C. Hui1, E. A. Simiele2, Y. Lozko3, M. S. Binkley1, R. T. Hoppe1, N. Kovalchuk4, and S. M. Hiniker1; 1Department of Radiation Oncology, Stanford University School of Medicine, Stanford, CA, 2University of Alabama Birmingham School of Medicine, Birmingham, AL, United States, 3Stanford Cancer Institute Palo Alto, Palo Alto, CA, 4Department of Radiation Oncology, Stanford University, Stanford, CA
Purpose/Objective(s): Volumetric modulated arc therapy (VMAT) allows for greater organ sparing with improved target coverage compared to 2D total body irradiation (TBI).

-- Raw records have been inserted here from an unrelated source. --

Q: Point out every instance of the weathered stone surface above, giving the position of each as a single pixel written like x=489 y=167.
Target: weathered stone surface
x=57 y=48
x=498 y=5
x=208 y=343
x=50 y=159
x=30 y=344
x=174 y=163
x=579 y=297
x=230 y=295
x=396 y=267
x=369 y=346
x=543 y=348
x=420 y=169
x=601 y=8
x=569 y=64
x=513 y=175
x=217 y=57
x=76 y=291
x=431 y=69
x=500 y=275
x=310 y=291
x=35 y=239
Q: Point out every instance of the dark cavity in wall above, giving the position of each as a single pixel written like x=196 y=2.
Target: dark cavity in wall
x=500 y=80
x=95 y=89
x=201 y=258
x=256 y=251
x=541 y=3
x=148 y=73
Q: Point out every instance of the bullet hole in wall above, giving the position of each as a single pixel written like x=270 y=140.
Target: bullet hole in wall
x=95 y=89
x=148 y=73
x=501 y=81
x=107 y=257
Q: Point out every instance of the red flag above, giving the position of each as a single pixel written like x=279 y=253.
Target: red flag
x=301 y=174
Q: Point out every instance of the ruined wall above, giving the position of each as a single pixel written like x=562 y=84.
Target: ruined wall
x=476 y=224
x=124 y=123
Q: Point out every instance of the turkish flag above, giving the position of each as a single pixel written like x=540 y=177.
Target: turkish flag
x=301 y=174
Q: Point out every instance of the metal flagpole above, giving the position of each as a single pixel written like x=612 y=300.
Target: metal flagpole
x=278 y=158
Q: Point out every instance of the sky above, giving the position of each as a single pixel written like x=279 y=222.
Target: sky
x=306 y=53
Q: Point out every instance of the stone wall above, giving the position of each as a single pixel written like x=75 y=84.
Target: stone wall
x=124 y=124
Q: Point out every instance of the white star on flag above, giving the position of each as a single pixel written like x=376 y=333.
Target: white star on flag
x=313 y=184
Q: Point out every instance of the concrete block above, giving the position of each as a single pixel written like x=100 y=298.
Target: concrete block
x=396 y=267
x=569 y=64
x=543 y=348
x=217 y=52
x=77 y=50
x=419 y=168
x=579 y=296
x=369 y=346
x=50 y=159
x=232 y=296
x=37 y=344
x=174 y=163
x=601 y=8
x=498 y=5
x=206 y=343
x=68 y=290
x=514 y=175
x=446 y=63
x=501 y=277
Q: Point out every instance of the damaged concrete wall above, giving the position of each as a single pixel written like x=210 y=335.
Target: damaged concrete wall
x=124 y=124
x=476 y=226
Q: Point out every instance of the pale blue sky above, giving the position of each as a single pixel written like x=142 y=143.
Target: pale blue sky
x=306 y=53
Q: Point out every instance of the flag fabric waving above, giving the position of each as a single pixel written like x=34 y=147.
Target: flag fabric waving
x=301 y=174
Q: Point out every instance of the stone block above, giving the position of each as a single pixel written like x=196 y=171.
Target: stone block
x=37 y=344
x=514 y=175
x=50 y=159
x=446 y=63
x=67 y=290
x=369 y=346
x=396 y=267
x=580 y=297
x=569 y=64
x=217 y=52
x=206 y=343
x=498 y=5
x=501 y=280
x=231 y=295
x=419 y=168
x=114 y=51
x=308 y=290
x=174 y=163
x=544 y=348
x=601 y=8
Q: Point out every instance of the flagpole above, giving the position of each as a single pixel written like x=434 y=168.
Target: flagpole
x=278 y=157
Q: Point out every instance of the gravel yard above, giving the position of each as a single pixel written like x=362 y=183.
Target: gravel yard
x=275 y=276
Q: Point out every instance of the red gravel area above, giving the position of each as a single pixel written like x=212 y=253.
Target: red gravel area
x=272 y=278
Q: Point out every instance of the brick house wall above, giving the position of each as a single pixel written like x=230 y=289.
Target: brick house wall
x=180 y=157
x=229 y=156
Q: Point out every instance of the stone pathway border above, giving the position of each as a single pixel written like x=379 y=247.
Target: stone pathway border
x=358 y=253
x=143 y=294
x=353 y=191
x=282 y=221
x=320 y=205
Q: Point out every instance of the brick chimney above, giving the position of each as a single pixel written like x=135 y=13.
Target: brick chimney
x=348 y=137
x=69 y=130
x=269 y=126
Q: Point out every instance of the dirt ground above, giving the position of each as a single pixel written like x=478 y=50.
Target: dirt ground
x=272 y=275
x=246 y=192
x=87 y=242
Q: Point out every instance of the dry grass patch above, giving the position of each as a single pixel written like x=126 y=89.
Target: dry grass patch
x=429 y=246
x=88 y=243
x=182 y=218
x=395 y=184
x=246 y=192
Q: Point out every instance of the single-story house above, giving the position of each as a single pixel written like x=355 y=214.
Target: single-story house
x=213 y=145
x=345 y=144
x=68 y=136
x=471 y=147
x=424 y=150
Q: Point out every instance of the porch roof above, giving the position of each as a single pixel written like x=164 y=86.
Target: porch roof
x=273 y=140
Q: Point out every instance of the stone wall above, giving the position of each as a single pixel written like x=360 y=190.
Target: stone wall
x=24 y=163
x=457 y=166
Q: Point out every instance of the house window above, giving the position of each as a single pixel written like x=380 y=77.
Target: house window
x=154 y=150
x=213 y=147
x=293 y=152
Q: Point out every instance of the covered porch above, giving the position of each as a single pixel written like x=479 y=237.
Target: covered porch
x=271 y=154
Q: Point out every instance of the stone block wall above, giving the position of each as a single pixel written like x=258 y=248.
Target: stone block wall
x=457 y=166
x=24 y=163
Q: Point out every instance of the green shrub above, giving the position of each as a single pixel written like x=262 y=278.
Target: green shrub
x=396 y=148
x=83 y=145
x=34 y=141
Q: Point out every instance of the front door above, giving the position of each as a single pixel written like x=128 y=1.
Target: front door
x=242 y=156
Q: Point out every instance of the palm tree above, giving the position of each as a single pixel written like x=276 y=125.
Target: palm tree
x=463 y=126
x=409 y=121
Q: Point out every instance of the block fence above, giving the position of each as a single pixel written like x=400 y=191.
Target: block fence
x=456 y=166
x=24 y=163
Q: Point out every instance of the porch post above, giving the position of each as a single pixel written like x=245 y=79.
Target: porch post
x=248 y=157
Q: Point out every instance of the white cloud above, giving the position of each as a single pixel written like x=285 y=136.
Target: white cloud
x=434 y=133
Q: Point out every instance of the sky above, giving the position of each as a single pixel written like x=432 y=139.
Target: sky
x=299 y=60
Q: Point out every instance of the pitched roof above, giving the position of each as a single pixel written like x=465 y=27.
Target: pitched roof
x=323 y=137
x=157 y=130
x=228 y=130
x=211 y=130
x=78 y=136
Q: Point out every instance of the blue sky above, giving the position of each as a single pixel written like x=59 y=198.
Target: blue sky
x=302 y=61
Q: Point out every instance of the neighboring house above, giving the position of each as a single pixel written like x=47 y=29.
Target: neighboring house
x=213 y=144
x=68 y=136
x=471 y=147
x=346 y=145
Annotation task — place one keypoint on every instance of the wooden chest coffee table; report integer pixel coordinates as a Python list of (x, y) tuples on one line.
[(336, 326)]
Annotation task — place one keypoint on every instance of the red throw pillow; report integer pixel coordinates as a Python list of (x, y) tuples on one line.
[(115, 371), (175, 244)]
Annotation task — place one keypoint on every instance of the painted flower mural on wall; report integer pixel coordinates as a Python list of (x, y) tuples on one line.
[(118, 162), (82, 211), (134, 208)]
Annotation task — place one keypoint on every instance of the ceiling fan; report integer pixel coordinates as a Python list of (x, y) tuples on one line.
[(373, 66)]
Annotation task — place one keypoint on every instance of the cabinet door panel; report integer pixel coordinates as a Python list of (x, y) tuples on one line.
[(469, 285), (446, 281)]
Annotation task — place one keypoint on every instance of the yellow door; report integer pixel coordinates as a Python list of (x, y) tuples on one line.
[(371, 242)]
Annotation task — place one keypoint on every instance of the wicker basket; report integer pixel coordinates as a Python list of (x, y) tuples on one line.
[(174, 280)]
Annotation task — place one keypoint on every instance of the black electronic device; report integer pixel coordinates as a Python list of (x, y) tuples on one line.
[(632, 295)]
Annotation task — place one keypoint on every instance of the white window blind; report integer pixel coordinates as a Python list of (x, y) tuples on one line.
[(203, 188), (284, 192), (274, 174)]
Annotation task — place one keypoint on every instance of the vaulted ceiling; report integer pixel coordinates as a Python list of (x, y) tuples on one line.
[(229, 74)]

However, it is unknown whether improved organ sparing translates to a decrease in clinically observed toxicities, and whether these toxicities are significantly different compared to the 2D technique. We aimed to compare differences in toxicities among patients treated with TBI utilizing volumetric modulated arc therapy and 2D total body irradiation (2D-TBI). Materials/
Methods: We performed a matched-pair single institution retrospective analysis for 200 patients treated with TBI from 2014 to 2023. Patient and disease characteristics, treatment details, outcomes and toxicities, using the common terminology criteria for adverse events v5, were collected. Overall survival (OS) and disease-free survival (DFS) were analyzed using the Kaplan-Meier method and compared using log-rank tests, calculated from the time of completion of radiation therapy. Differences in characteristics and toxicities between the VMAT and 2D cohorts were compared using Fisher’s exact test. Results: Of the 200 patients analyzed, 100 patients underwent VMAT-TBI, and 100 patients underwent 2D-TBI. Median age of the entire cohort was 15.2 years, 56% were male, 71.5% had a malignant disease diagnosis, and median follow up time was 19.4 months for patients who were alive. Both median OS and RFS for the entire cohort was not reached. In the VMAT versus 2D group, the 1-year OS was 84.5% (95% confidence interval [CI] 76.6-92.4) versus 84.0% (95% CI 76.8-91.2; p=0.9) and 1-year RFS was 85.2% (95% CI 77.6-92.7) and 80.0% (95% CI 72.1-87.8; p=0.5), respectively. For VMAT TBI, lungs, kidneys, and lenses were spared to 60.6±5.0%, 71.0±8.5%, and 90.1±3.5% of prescription, respectively. For 2D TBI, only lungs were spared using partial-transmission lung blocks for myeloablative regimens. For patients who underwent a myeloablative regimen, the rates of G3+ pneumonitis were also significantly lower, with 0% in the VMAT-TBI cohort versus 11% in the 2D-TBI cohort (p<0.01). Conclusion: The use of VMAT-TBI led to lower dose to organs at risk when compared to the 2D-TBI cohort, which translated to lower rates of mucositis, pneumonitis, and renal toxicities in patients, while maintaining excellent disease control.